A minor but (IMO) important quibble: <STDIN> and <> are not identical constructs. If you use the script without command-line arguments, they are, but if a file is specified in @ARGV, reading from the magic filehandle (<>) will read from that file, while reading from STDIN (<STDIN>) will read from the standard input, aka the terminal.

Example code:

#!/usr/bin/perl use strict; my $color; print "What is your favorite color? "; chomp ($color = <STDIN>); print <>; print "Just to check, your favorite color is $color, right? "; $_ = <STDIN>; if ( /^y/i ) { print "Phew!\n" } else { print "I don't believe you!\n"}

If run thus

perl myscript.pl random_file.txt
this should give us

What is your favorite color? Blue
[ contents of random_file.txt ]
Just to check, your favorite color is Blue, right?Yes!
Phew!

This is occasionally very useful behavior--I wouldn't be at all surprised if it was pretty much what you need, Satira.

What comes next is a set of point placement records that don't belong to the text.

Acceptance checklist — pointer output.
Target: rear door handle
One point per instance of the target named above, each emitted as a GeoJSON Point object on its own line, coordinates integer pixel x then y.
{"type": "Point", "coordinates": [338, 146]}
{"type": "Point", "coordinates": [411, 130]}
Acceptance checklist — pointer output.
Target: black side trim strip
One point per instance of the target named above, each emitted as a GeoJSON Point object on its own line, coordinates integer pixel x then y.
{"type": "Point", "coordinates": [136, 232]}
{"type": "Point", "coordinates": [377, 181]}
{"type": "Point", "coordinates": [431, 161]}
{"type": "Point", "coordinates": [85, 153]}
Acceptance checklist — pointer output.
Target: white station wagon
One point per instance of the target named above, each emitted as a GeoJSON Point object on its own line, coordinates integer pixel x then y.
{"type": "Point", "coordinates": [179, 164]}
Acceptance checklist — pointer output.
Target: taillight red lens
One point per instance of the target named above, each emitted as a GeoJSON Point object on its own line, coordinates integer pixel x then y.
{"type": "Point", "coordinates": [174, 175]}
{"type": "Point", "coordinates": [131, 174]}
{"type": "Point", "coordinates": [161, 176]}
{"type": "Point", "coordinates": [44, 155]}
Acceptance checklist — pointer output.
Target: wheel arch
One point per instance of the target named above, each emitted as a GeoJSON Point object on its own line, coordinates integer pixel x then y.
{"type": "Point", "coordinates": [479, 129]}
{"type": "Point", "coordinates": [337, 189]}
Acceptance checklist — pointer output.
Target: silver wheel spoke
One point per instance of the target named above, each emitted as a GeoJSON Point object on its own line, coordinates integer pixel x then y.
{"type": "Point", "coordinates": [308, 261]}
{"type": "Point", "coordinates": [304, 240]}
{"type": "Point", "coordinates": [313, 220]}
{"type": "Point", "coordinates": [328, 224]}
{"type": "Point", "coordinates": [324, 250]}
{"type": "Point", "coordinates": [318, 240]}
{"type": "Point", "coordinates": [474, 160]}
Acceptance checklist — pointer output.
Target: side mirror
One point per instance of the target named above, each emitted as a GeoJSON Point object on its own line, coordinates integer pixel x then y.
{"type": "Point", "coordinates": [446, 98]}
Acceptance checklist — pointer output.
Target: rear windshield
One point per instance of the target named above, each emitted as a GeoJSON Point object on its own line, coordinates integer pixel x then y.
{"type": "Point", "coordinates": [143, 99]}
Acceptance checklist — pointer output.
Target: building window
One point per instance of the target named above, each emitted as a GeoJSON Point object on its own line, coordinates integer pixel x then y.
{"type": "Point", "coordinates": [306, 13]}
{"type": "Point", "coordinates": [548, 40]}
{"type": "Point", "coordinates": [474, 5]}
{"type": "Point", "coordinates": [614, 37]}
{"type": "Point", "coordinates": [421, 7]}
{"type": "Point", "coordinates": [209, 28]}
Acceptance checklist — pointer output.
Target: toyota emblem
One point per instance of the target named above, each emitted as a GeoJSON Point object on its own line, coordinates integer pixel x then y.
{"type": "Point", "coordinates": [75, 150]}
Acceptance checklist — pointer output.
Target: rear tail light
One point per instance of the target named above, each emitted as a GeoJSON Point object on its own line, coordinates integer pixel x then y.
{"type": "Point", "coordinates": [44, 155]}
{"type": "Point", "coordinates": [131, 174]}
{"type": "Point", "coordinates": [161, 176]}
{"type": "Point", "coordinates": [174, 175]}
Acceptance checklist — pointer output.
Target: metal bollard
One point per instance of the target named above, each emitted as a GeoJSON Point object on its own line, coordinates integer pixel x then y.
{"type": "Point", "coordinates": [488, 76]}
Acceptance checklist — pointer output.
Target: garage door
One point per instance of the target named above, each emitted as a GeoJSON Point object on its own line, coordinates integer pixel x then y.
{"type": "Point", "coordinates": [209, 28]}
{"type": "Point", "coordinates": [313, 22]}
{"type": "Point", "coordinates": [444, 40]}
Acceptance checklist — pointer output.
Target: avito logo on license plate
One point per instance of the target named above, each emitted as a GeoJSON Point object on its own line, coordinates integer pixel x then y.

And of course, in real quibble land, tachyon didn't mean an infinite loop, he meant a loop until the filehandle reaches EOF. :-) If you're looping on <>, this will take care of itself unless you do something foolish; if you're looping on STDIN, you can break out by giving the locally appropriate EOF character (control-D on most Unices and MacPerl, control-Z on Windows I think...).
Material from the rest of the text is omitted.